`precomputed` Distance Compatibility for HDBSCAN

Question

`precomputed` Distance Compatibility for HDBSCAN

jjovalle99 opened this issue 2 months ago · comments

Hi there!

Recently, I've been experimenting with the UMAP + HDBSCAN workflow and noticed an opportunity to enhance its functionality related to distance metrics.

Proposal:

I propose to add compatibility for precomputed distances in HDBSCAN within BERTopic. This would allow users to use custom distance metrics, including the cosine similarity, which is not directly supported as a built-in metric in HDBSCAN.

Why This Matters:

Flexibility: This addition would provide users with the ability to use a broader range of distance metrics, tailoring the model more closely to their specific needs.
Semantic Understanding: Cosine similarity is particularly effective for understanding semantic relationships in text data. By enabling precomputed distances, users can leverage cosine similarity for better topic modeling outcomes.
Wider Application: This feature could broaden BERTopic's applicability across different domains where specific distance metrics are crucial for accurate modeling.

Implementation Insight:

I've already implemented (very quick) this feature locally and found that it integrates well with the existing pipeline. I'm confident that it could be a valuable addition to BERTopic without compromising performance or usability. The following is an non-exhaustive way of implementing this, of course this will need more work to be fully incorporated, but is just a mock of it:

    def __init__(self,
                 language: str = "english",
                 top_n_words: int = 10,
                 n_gram_range: Tuple[int, int] = (1, 1),
                 min_topic_size: int = 10,
                 nr_topics: Union[int, str] = None,
                 low_memory: bool = False,
                 calculate_probabilities: bool = False,
                 seed_topic_list: List[List[str]] = None,
                 zeroshot_topic_list: List[str] = None,
                 zeroshot_min_similarity: float = .7,
                 embedding_model=None,
                 umap_model: UMAP = None,
                 hdbscan_model: hdbscan.HDBSCAN = None,
                 vectorizer_model: CountVectorizer = None,
                 ctfidf_model: TfidfTransformer = None,
                 representation_model: BaseRepresentation = None,
                 verbose: bool = False,
                 distance_matrix: np.ndarray = None, <--------------------
                 ):

        self.hdbscan_model = hdbscan_model or hdbscan.HDBSCAN(min_cluster_size=self.min_topic_size,
                                                              metric='euclidean',
                                                              cluster_selection_method='eom',
                                                              prediction_data=True)
        self.distance_matrix = distance_matrix   <--------------------

    def _cluster_embeddings(self,
                            umap_embeddings: np.ndarray,
                            documents: pd.DataFrame,
                            partial_fit: bool = False,
                            y: np.ndarray = None) -> Tuple[pd.DataFrame,
                                                           np.ndarray]:
        ...
        logger.info("Cluster - Start clustering the reduced embeddings")
        if partial_fit:
            self.hdbscan_model = self.hdbscan_model.partial_fit(umap_embeddings)
            labels = self.hdbscan_model.labels_
            documents['Topic'] = labels
            self.topics_ = labels
        elif self.hdbscan_model.get_params()["metric"] == "precomputed":  <--------------------
            logger.info("Cluster - Using a precomputed distance matrix (MUST BE OF THE REDUCED EMBEDDINGS)")
            self.hdbscan_model.fit(self.distance_matrix)
            labels = self.hdbscan_model.labels_
            documents['Topic'] = labels
            self._update_topic_size(documents)

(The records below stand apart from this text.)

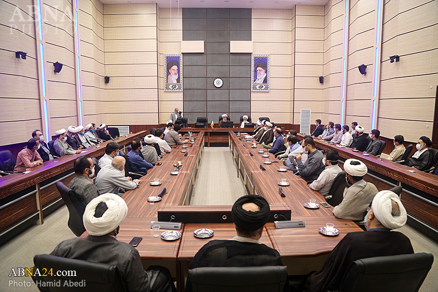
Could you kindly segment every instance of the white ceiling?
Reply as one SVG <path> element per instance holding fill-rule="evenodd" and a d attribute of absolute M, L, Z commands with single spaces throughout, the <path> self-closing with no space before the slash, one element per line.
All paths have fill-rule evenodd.
<path fill-rule="evenodd" d="M 100 0 L 104 4 L 158 3 L 162 8 L 216 8 L 290 9 L 297 5 L 326 5 L 328 0 Z M 178 1 L 179 0 L 179 3 Z"/>

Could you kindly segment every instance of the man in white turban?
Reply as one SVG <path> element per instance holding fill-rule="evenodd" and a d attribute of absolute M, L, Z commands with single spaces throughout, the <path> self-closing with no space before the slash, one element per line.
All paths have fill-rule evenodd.
<path fill-rule="evenodd" d="M 333 208 L 333 214 L 342 219 L 362 220 L 378 191 L 374 184 L 364 180 L 368 169 L 360 160 L 347 159 L 344 168 L 347 186 L 344 191 L 342 201 Z"/>
<path fill-rule="evenodd" d="M 107 193 L 95 198 L 87 205 L 83 217 L 84 226 L 89 235 L 85 238 L 64 240 L 50 254 L 114 265 L 128 292 L 176 291 L 168 270 L 152 266 L 145 272 L 138 251 L 116 239 L 120 225 L 127 213 L 126 203 L 117 195 Z M 44 291 L 44 287 L 38 288 Z"/>
<path fill-rule="evenodd" d="M 406 223 L 406 210 L 398 196 L 391 191 L 379 192 L 365 216 L 367 231 L 351 232 L 342 238 L 322 268 L 308 276 L 303 286 L 314 292 L 337 290 L 351 262 L 374 256 L 413 254 L 409 239 L 391 229 Z"/>

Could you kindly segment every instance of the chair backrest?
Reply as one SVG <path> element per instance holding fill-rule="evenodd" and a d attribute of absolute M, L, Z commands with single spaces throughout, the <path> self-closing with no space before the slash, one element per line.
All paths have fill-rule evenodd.
<path fill-rule="evenodd" d="M 240 121 L 239 123 L 240 124 L 242 124 L 242 122 L 243 121 L 243 116 L 240 116 L 240 117 L 239 119 L 239 121 Z M 248 116 L 248 119 L 247 119 L 246 121 L 247 122 L 249 122 L 250 123 L 251 123 L 251 116 L 250 116 L 250 115 Z"/>
<path fill-rule="evenodd" d="M 46 287 L 49 292 L 61 292 L 66 291 L 64 283 L 72 281 L 73 282 L 84 280 L 83 287 L 75 287 L 72 291 L 75 292 L 99 291 L 99 292 L 124 292 L 126 291 L 126 285 L 120 276 L 119 269 L 115 265 L 103 264 L 91 261 L 67 258 L 51 255 L 36 255 L 34 257 L 35 267 L 41 271 L 50 267 L 53 271 L 74 271 L 67 276 L 59 276 L 57 273 L 53 275 L 48 274 L 37 278 L 34 277 L 34 281 L 41 280 L 46 283 L 53 283 L 60 280 L 60 287 Z M 61 274 L 61 273 L 59 273 Z M 70 273 L 63 273 L 69 274 Z M 42 286 L 42 285 L 41 285 Z M 68 290 L 68 289 L 67 289 Z"/>
<path fill-rule="evenodd" d="M 55 148 L 53 146 L 54 143 L 55 143 L 54 140 L 47 142 L 47 146 L 49 146 L 49 151 L 50 151 L 50 154 L 52 154 L 52 156 L 59 156 L 59 154 L 57 153 L 56 151 L 55 150 Z"/>
<path fill-rule="evenodd" d="M 376 156 L 380 156 L 380 155 L 382 154 L 382 152 L 383 152 L 383 149 L 384 149 L 386 146 L 386 142 L 380 140 L 380 148 L 379 148 L 379 151 L 377 151 L 377 154 L 376 154 Z"/>
<path fill-rule="evenodd" d="M 188 279 L 193 292 L 282 292 L 289 284 L 287 267 L 281 266 L 197 268 Z"/>
<path fill-rule="evenodd" d="M 69 228 L 74 235 L 80 236 L 85 231 L 82 220 L 85 203 L 79 199 L 74 191 L 66 186 L 62 182 L 56 182 L 56 188 L 69 209 Z"/>
<path fill-rule="evenodd" d="M 116 138 L 120 136 L 120 133 L 119 132 L 119 128 L 115 127 L 108 127 L 107 129 L 110 132 L 110 136 L 112 138 Z"/>
<path fill-rule="evenodd" d="M 331 196 L 331 199 L 326 199 L 327 202 L 334 207 L 341 203 L 344 199 L 344 190 L 347 185 L 345 180 L 345 172 L 341 171 L 338 174 L 328 191 L 328 197 Z"/>
<path fill-rule="evenodd" d="M 412 144 L 408 145 L 408 146 L 406 147 L 406 150 L 404 150 L 404 153 L 403 153 L 403 155 L 402 156 L 401 160 L 406 161 L 407 160 L 408 157 L 410 156 L 411 152 L 412 152 L 413 148 L 414 148 L 414 145 Z"/>
<path fill-rule="evenodd" d="M 9 150 L 0 151 L 0 170 L 14 171 L 17 160 Z"/>
<path fill-rule="evenodd" d="M 339 291 L 417 292 L 433 261 L 425 253 L 358 259 L 348 266 Z"/>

I'd love to hear your thoughts on this proposal. Do you see this as a valuable addition to BERTopic? Would there be any concerns or additional considerations we should account for?

I'm excited about the potential to contribute this feature to the community and look forward to your feedback.

Thank you for considering this enhancement!

Maarten Grootendorst · Answer 1 · Fri Mar 22 2024 18:06:40 GMT+0800 (China Standard Time)

Thank you for sharing this extensive description of this use case! I agree that it would be nice to have something like this implemented although I am curious as to how many users would end up using this feature.

Having said that, you can already pass the distance matrix to BERTopic and then simply skip over dimensionality reduction (as you already did before) in order to make this work. It would, however, introduce issues with topic embeddings but I'm actually curious about what would happen.

Lastly, do you think there is a way to implement this without introducing an HDBSCAN-specific parameter to the initialization of BERTopic? The reason why I ask is that my philosophy with BERTopic is to make it as modular as possible, so introducing this parameter might go against that if it is specific to HDBSCAN. Moreover, I want to keep the parameter space as small as possible in the initialization to keep the usage of BERTopic user-friendly. I have already seen some information-overload happening with the current set of parameters.

What do you think?

Juan Ovalle · Answer 2 · Fri Mar 22 2024 21:34:37 GMT+0800 (China Standard Time)

Hey @MaartenGr, thank you for answering!

Yes, I think it's possible to implement this. As an initial idea, I think we can just get the metric parameter from HDBSCAN (self.hdbscan_model.get_params()["metric"]) and then define the logic. We can leverage scikit-learn's pairwise metrics to define it without any addition of extra parameters and maintaining modularity.

If I get your approval I can start working on that

Maarten Grootendorst · Answer 3 · Sun Mar 24 2024 15:35:14 GMT+0800 (China Standard Time)

Ah right, then we would calculate the distance matrix ourselves based on what has been set within HDBSCAN. I think it's important here that there are additional checks to make sure that a missing "metric" does not run into errors or that it automatically calculates the metric.

Your work on this would be greatly appreciated!